By Jill Brooke
Nature has pressed the pause button.
As a result of people spending so much time at home, millions of us have started to take a keener interest in what’s outside our doors.
It’s as though people can finally appreciate artist Georgia O’Keefe’s prescient words: “Most people rush around so, they have no time to look at a flower,” she said. “To see takes time.”
Maybe that’s why there are more than 16 million new gardeners discovering the joy – and it is joy – of planting vegetables and flowers and seeing a garden grow.
Our curiosity – dormant and dulled – suddenly activated and there’s an excitement to learn more.
There are questions like these sprouting in garden centers and among friends: What’s the difference in planting a seed or a ready-made plant? Oh, this flower won’t grow without sunshine? What zone am I in – no not the Twilight – but the gardening zone for plants to prosper?
The first step is to find out your zone. Then find flowers that like that zone as a home.
As any veteran gardener knows, gardening teaches lessons about patience, perspective, serendipity, resilience, delicacy, finesse – and most importantly – it will reward. And the rewards bring such emotional riches.

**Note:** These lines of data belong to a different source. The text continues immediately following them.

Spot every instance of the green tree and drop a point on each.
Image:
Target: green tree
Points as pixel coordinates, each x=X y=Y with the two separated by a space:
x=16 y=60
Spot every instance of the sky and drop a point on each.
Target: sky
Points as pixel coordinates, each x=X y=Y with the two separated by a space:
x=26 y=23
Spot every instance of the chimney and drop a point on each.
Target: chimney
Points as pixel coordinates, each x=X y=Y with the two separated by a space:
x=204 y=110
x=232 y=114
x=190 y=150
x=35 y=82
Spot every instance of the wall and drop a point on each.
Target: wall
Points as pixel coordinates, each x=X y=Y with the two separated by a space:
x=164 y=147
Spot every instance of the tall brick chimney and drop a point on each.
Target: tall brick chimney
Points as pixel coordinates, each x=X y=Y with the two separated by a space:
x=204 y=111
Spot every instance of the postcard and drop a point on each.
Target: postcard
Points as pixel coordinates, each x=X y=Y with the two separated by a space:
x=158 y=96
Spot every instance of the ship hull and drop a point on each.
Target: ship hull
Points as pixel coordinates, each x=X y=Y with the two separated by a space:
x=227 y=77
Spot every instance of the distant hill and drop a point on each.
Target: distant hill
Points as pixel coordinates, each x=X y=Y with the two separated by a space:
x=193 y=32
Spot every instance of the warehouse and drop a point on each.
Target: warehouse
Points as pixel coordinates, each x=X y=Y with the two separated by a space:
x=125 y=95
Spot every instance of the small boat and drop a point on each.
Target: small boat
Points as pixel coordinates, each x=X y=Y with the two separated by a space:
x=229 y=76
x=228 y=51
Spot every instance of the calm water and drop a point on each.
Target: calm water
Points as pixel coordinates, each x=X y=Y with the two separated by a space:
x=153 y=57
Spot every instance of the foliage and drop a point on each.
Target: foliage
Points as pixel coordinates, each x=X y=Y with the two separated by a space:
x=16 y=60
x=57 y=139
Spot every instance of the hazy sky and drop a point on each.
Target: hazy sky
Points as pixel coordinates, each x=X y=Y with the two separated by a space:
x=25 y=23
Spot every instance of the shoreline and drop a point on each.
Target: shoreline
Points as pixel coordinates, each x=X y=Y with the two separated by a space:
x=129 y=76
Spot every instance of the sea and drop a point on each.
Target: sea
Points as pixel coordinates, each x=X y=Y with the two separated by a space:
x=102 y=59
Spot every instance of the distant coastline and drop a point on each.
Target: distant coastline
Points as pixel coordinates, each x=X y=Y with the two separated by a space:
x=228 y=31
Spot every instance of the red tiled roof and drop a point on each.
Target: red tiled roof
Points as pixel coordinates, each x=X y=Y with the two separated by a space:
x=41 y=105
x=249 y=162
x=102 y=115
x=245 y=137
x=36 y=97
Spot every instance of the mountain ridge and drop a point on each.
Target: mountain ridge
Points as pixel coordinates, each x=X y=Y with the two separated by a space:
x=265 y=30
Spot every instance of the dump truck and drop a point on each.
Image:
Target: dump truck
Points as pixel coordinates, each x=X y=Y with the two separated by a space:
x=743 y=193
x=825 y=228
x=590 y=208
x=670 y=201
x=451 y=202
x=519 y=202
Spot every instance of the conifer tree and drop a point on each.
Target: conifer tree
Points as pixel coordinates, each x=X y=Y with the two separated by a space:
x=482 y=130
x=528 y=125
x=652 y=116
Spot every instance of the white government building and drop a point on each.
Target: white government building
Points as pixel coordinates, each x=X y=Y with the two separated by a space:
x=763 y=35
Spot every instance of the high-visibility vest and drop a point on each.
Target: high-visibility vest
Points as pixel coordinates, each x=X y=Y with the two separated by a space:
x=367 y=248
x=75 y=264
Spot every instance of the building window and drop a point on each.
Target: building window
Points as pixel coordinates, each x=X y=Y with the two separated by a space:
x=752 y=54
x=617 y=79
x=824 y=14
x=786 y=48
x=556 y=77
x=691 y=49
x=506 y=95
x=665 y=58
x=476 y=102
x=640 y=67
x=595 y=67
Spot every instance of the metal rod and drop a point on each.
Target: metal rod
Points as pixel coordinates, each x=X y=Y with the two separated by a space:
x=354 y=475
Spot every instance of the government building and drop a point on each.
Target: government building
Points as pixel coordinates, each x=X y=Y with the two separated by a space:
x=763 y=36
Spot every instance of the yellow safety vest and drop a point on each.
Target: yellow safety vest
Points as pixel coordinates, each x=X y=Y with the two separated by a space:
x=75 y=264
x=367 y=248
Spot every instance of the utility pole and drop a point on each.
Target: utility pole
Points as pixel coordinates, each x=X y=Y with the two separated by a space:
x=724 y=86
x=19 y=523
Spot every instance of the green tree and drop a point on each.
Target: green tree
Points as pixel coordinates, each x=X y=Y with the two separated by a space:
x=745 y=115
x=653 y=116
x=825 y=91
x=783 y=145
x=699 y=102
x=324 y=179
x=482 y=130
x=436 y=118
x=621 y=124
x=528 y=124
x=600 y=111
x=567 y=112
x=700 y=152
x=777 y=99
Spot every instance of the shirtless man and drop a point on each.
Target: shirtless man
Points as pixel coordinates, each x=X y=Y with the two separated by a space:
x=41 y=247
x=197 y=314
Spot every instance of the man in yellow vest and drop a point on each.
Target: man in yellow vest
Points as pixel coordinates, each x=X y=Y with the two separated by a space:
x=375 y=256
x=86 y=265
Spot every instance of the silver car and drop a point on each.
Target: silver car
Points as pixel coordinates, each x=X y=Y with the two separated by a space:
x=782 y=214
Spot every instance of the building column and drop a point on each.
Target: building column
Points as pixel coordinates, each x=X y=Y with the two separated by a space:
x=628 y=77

Don’t you know people who got such pleasure out of growing their own lettuce – an easy first time task – or seeing how zinnias can be cut and then rebloom so quickly?
Making your own food also feels primally fortifying at a time when feeling in control of anything is very much appreciated. And seeing a kaleidoscope of color as flowers peek up with purpose in our gardens never ever stops delighting.
So now that you’ve seen what blooms in the summer heat – and how steamy temperatures fizzled some of the crops- it’s time for a new adventure with fall flowers and veggies.
Lucky us that fall is the prime time to plant the most glorious flowers.
Siberian Iris, feathery fringed tulips, a dainty crocus, dreamy lavender alliums and canary-yellow daffodils require planting in the fall to then become the trumpets of spring. Have a problem with deer or pesky critters? If you don’t put a fence on your next to-do project, consider planting daffodils, hyacinth and alliums. Tulips are like dulce de lece ice cream to deer.
Pretty pansies and violas are also splendid additions to the garden and offer flower relief in early spring.
Vegetables and lettuce plants can go back in the earth again with cooler temperatures and a crop of quick-maturing fall vegetables include broccoli, cabbage, Brussel sprouts, spinach, arugula, kale and beets.
As soon as plants have passed their prime and are about to bolt, pull them out with abandon and then replant a different crop in that space. Rotating crops is healthy for the soil and not only helps avoid diseases but adds new beneficial nutrients.
Another advantage to fall and cooler temperatures? This is an ideal time to consider planting favorite shrubs and trees before the first frost. Perennials do much better planted in the fall because they have more time to grow sturdy roots after the stress of last season’s heat. Plants like to hibernate and chill and then wake up in the spring and summer.
This is also a wonderful time to redecorate your garden. Think about dividing and replanting existing perennials such as astilbe and your peonies. Just make sure you water them well and add a covering in the winter.
And also think of something new – a first. I’m always grateful for my reliable flowers and plants that are dependable stalwarts. Yet each season I comb through catalogs and try something new to plant. It reinforces how the best could be yet to come and also that life is an adventure.